The capture of the Midwest changed the balance of the war, putting the whole of Nigeria’s oil resources under Biafran control. Although she had lost about 500 square miles of her own territory in three small sectors at the perimeter, she had captured 20,000 square miles of Nigeria. More important, the whole of the Nigerian infantry was miles away opposite Nsukka, with the broad Niger separating them from the road back to the capital and helpless to intervene. For the Biafrans the road to Lagos was open and undefended.
Colonel Ojukwu was at pains to placate the non-Ibo majority of the Midwest and to assure them that he bore them no harm. For a week delegations of tribal chiefs, bankers, traders, Chamber of Commerce stalwarts, army officers and church dignitaries filed into Enugu on invitation to see the Biafran leader and be reassured. Colonel Ojukwu hoped that an alliance of two of the three Southern regions would swing the West into agreement and force the Federal Government to negotiate.
After a week it appeared this was not going to happen and Colonel Ojukwu gave the order for a further advance westwards. On 16 August the Biafrans reached the Ofusu River bridge which marks the border with the Western region. Here there was a brief scrap with Nigerian troops, who then withdrew. Inspecting the Nigerian dead, the Biafrans were elated; the Nigerian soldiers were from the Federal Guard, Gowon’s own bodyguard of 500 Tivs, normally garrisoned in Lagos. If he had had recourse to using these, it was reckoned, there must be nothing else available.
On 20 August the Biafrans stormed into Ore, a town on a crossroads thirty-five miles into the West, 130 miles from Lagos and 230 miles from Enugu. This time the Tivs facing them took a worse beating and disconsolately pulled back in disorder. To observers at the time it appeared that barely ten weeks after the Arab-Israeli war another military phenomenon was to be witnessed, with tiny Biafra toppling the government of the enormous Nigeria. A sudden motorized push at that time along any one of three major roads available would have put Biafran forces deep into the Yoruba heartland and at the gates of Lagos. Such was the order Colonel Ojukwu gave.
It was later learned from sources inside the American Embassy that on 20 August the Westerners were teetering on the verge of going over to a policy of appeasing the Biafrans to save their skins; that Gowon had ordered his private plane to be made ready, the engines warmed and a flight plan prepared for Zaria in the North; and that the British High Commissioner Sir David Hunt and the American Ambassador Mr James Matthews had had a long and serious talk with Gowon in Dodan Barracks, as a result of which the nervous Nigerian Supreme Commander agreed to carry on.

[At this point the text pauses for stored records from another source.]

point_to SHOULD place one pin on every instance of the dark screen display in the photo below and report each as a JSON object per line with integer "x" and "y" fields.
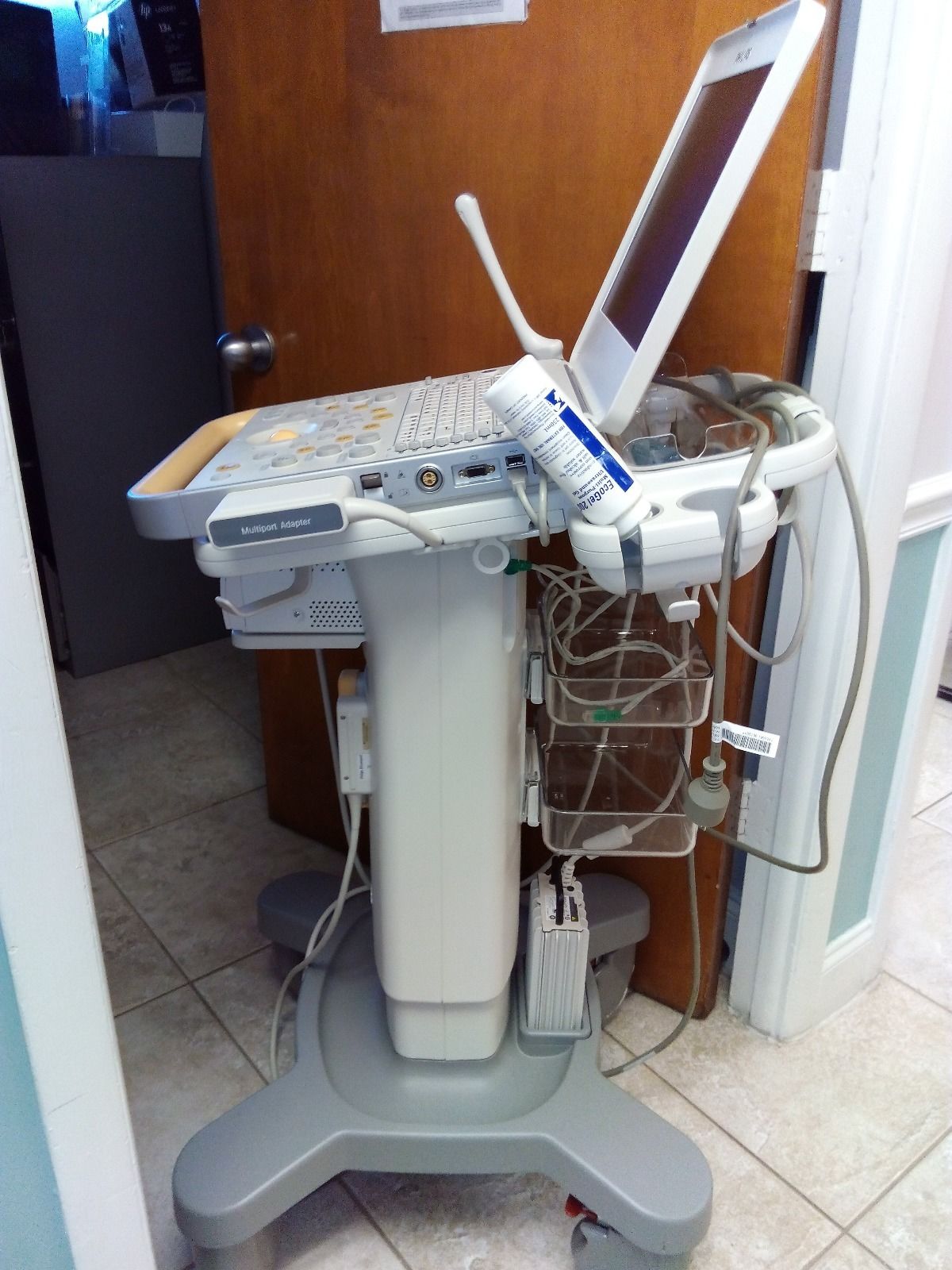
{"x": 711, "y": 133}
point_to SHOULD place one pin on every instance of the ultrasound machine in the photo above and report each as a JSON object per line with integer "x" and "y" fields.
{"x": 450, "y": 1011}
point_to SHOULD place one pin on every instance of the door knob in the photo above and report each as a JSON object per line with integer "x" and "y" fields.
{"x": 251, "y": 349}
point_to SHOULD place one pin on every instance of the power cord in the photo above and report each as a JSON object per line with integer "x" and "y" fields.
{"x": 842, "y": 725}
{"x": 695, "y": 981}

News of this intervention, if intervention it was (and it was reliably reported as such), reached Colonel Ojukwu within a week and caused anger among British and American citizens in Biafra, who felt their ambassadors were playing fast and loose with their safety, for if the news had got out to the Biafran public their reaction could have been violent.

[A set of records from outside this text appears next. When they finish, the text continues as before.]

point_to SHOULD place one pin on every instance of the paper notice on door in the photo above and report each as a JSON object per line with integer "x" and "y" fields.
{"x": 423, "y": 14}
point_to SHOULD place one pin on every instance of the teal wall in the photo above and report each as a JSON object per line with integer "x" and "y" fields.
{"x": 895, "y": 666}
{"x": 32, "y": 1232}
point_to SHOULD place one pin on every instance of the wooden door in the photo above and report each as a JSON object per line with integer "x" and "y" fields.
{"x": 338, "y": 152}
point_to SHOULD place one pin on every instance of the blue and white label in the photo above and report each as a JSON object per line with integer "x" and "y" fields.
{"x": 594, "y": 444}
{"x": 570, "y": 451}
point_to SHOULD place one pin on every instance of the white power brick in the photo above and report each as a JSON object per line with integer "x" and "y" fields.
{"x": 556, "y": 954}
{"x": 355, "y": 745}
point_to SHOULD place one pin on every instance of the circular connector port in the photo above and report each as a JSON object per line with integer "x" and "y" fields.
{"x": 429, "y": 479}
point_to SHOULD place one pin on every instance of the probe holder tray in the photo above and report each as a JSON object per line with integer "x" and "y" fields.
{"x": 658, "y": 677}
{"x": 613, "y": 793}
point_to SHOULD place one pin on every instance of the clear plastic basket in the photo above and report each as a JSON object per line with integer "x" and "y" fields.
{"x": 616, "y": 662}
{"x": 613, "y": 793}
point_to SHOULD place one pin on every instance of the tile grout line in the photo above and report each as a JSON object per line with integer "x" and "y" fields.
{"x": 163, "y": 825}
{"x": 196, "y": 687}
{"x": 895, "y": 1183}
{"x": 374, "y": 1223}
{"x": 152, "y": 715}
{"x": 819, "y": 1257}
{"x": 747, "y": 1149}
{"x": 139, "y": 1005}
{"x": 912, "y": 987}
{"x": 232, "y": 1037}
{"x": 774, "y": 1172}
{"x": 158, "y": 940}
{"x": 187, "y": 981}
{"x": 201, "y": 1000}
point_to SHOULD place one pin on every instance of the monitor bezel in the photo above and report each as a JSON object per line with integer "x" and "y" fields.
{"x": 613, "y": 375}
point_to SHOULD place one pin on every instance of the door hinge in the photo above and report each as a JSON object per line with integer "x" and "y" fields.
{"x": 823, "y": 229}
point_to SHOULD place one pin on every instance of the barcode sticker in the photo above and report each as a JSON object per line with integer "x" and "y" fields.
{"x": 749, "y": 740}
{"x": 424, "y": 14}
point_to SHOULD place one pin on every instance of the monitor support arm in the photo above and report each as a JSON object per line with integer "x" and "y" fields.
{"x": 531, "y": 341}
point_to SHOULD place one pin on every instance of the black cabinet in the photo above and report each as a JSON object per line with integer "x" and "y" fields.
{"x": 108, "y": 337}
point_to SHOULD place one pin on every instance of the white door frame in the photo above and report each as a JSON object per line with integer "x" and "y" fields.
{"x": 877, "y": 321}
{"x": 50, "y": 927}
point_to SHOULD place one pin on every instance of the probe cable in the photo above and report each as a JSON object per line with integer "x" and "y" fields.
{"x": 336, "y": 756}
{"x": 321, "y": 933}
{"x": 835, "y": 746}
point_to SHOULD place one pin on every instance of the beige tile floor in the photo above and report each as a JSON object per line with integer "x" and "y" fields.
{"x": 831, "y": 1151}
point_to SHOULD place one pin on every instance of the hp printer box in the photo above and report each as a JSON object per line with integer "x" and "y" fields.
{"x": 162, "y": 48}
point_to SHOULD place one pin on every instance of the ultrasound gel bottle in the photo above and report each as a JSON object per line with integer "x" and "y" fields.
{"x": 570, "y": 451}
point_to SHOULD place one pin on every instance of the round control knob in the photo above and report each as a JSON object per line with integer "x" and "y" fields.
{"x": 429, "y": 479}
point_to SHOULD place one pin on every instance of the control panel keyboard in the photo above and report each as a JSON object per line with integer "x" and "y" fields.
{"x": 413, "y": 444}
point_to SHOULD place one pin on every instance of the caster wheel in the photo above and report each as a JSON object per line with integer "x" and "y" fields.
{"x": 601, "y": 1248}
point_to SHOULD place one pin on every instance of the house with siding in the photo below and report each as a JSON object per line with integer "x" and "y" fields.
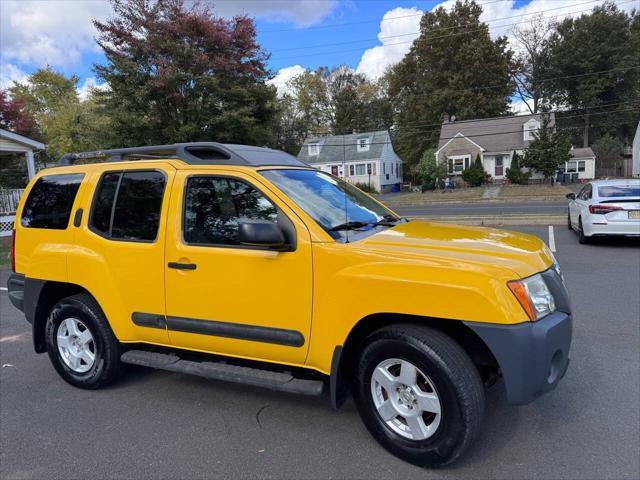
{"x": 495, "y": 140}
{"x": 366, "y": 157}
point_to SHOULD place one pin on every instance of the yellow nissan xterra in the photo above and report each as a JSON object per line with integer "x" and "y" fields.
{"x": 244, "y": 264}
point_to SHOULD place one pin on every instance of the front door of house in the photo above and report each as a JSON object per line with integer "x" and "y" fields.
{"x": 499, "y": 166}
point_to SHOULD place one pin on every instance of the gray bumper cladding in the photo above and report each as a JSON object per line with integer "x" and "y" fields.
{"x": 533, "y": 356}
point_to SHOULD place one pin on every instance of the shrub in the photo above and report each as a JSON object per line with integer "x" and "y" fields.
{"x": 475, "y": 174}
{"x": 365, "y": 187}
{"x": 515, "y": 174}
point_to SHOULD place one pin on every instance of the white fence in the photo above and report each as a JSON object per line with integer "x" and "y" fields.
{"x": 8, "y": 205}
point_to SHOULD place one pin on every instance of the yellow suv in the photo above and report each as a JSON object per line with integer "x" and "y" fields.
{"x": 243, "y": 264}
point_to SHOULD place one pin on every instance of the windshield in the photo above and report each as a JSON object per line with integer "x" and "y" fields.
{"x": 323, "y": 198}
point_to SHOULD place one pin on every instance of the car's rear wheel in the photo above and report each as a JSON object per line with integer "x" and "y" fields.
{"x": 419, "y": 394}
{"x": 80, "y": 343}
{"x": 582, "y": 238}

The decision of Gowon to stay on saved his government from collapse and ensured the continuation of the war. Had he fled, there seems little doubt the West would have swung over, and Nigeria would have developed into a confederation of three states. Biafran suspicions since that day have been that the carrot that tempted Gowon and his fellow minority men to stay in power was the pledge of British and American aid. Certainly the aid followed hard and fast from that date.
The taking of the Midwest had one other by-product. It opened Nigeria’s eyes to the fact that they were fighting a war. From the first they had underestimated Biafra and the latter, in taking advantage of this once-for-all opportunity, had got the war in her grasp. It was allowed to slip. In fact Ore was as far as the Biafran forces got, for in the meantime another remarkable aboutturn had taken place. Unknown to all, the commander of the Biafran forces in the Midwest had turned traitor.

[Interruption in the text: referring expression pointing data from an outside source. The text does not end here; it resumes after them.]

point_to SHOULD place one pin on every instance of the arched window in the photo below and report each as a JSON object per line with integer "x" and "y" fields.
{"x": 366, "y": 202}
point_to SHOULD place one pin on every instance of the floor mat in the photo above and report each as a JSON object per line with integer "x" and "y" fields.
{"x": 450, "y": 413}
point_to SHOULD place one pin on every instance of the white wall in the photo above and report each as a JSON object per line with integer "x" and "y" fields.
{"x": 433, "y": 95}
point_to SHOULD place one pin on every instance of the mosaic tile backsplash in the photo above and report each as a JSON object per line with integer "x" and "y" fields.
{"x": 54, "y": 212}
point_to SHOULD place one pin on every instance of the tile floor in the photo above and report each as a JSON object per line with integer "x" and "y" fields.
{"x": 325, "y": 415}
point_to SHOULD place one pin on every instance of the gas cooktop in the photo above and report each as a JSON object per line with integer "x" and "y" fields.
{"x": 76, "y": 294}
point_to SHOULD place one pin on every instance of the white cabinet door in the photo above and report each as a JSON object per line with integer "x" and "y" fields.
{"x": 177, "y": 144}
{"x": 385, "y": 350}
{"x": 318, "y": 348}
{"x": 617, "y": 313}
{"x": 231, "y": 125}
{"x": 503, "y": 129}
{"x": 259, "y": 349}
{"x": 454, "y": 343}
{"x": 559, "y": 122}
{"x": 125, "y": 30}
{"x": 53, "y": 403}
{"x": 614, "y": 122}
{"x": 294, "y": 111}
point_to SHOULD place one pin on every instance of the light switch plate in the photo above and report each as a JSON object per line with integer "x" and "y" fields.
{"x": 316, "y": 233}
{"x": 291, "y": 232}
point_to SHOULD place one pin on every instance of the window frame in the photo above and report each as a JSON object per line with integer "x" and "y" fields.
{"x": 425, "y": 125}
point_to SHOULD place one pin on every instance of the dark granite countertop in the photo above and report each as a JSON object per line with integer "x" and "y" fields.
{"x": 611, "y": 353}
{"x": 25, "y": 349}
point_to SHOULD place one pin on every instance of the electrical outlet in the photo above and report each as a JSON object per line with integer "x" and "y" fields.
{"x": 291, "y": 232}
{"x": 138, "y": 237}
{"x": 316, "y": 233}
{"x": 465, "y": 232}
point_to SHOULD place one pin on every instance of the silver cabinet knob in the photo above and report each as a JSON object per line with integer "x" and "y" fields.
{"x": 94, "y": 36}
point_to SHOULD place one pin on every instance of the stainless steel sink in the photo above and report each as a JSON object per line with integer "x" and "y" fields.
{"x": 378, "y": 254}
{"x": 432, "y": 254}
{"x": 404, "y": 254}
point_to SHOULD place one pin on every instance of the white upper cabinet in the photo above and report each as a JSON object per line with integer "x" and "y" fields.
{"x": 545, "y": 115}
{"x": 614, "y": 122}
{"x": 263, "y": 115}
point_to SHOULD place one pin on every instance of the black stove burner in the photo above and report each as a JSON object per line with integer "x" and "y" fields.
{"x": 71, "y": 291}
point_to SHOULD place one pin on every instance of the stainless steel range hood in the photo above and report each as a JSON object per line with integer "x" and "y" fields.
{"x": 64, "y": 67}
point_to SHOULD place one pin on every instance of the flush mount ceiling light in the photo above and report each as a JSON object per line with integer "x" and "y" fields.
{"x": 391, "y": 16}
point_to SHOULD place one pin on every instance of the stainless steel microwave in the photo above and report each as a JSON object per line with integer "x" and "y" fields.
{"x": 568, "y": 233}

Victor Banjo was a Yoruba and had been a Major in the Nigerian Army, imprisoned by General Ironsi for allegedly plotting against him. His prison had been in the East, and it was from here, released by Colonel Ojukwu at the outbreak of war and offered a commission in the Biafran Army, that he came to join Biafra rath
er than go home to the West and face the possible danger of revenge from the Northerners ruling there. Why Colonel Ojukwu chose the one senior Yoruba in the Biafran Army to command the forces destined to march into Western Nigeria he has never revealed, but the two men were known to have been close friends, and Colonel Ojukwu had implicit trust in him. With the rank of Brigadier, Banjo commanded ‘S’ Brigade when it moved into the Midwest.
According to his own confession when he was later unmasked, he decided soon after 9 August he wished to enter into talks with the leaders in the West, notably Chief Awolowo. He discovered the hideaway in Benin City of the Midwest Governor Colonel Ejoor, though he did not report this to Ojukwu, who wished to talk to Ejoor. Instead he asked Ejoor to act as intermediary between himself and Awolowo, but Ejoor declined to take the risk.
Banjo said later he relayed messages using the sideband radio of the British Deputy High Commission in Benin. A British official communicated the messages in German to another official in the High Commission in Lagos. The message was passed on to Chief Awolowo. The plot Banjo later revealed was typically Yoruba in its complexity. In conjunction with two other senior Biafran officers with political ambitions he was to cause the ruin of Biafra by withdrawing the troops from the Midwest on a variety of pretexts, arrest and assassinate Ojukwu, and proclaim the ‘revolt’ at an end. As a Nigerian hero he would then re-enter his home Western Region with all his past forgiven and forgotten.
He added that the second part of the plot, which was to come later, was that he and Awolowo were to rally the newly-recruited Yoruba Army to his standard, and depose Gowon, leaving the Presidency of Nigeria for himself and permitting Awolowo his long-desired premiership. It seems unlikely that the Gowon government was informed of this postscript.
Banjo managed to recruit into his scheme Colonel Ifeajuana, also released from prison, a Moscow-trained Communist officer called Major Philip Alale, a Biafran Foreign Service official called Sam Agbam, who did some of the negotiating between the two sides while out of Biafra, and several other junior officers and functionaries.
By mid-September he was ready to move. In Enugu Colonel Ojukwu, although frustrated by the lack of action in the west, continued to trust Banjo and to accept his assurances of administrative difficulties, man-power shortage, lack of enough guns and ammunition, and so forth. It was true the Nigerians had grown stronger in the intervening three weeks. With a crash recruiting programme putting into uniform after a brisk one-week training course such diverse elements as college students and prison inmates, the Nigerians had formed first one fresh brigade and then another. These forces, named the Second Division and commanded by Colonel Murtela Mohammed, had been fighting back from the Western Region. The use of fast, motorized columns could still have put the Biafrans in a dominating position in the West as late as the first week in September, but on 12 September Banjo gave orders without authority to evacuate Benin City without firing a shot. Mohammed did not enter Benin until 21 September.
Banjo followed up with orders to withdraw from Warri, Sapele, Auchi, Igueben and other important positions without fighting. Baffled and bewildered Biafran junior officers did as they were told. Simultaneously the Biafran defences south of Nsukka collapsed and the Federal forces pushed several miles down the road to Enugu, lying forty-five miles from Nsukka.